The confrontation at Mohsin Hall occurs amid ongoing rivalry between Chhatra Dal and Islami Chhatra Shibir over influence in Dhaka University residential halls, according to a recent Dhaka Tribune report cited in research materials. That broader rivalry has created an environment in which competing student political factions frequently clash over control of hall spaces, messaging, and political mobilization. The conflicting accounts of the 5 May incident highlight the absence of a neutral arbiter in the current dispute. The injury to one hall union member described by Shikder has not been independently verified beyond partisan accounts.
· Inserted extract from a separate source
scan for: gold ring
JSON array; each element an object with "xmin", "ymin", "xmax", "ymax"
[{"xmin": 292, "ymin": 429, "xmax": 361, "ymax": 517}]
No neutral institutional account of the exact sequence of events has emerged, leaving the core factual questions about what transpired at the police station and during the banner dispute contested by the involved parties.

What's Next

No statements from Dhaka University authorities, hall administration, or police were reported by either The Business Standard or the Daily Times of Bangladesh at the time of publication. With both sides entrenched in opposing positions and no institutional intervention disclosed, the standoff remains unresolved within the university's political landscape. The lack of an independent investigation or official response leaves the competing claims unadjudicated. The absence of verified action by law enforcement or university officials suggests the dispute may continue without external resolution unless authorities choose to intervene. Both factions maintain their positions, and the banner accusing Robin of involvement in the alleged assault on Md Julhas remains at the center of the unresolved disagreement between the hall union and Chhatra Dal leaders.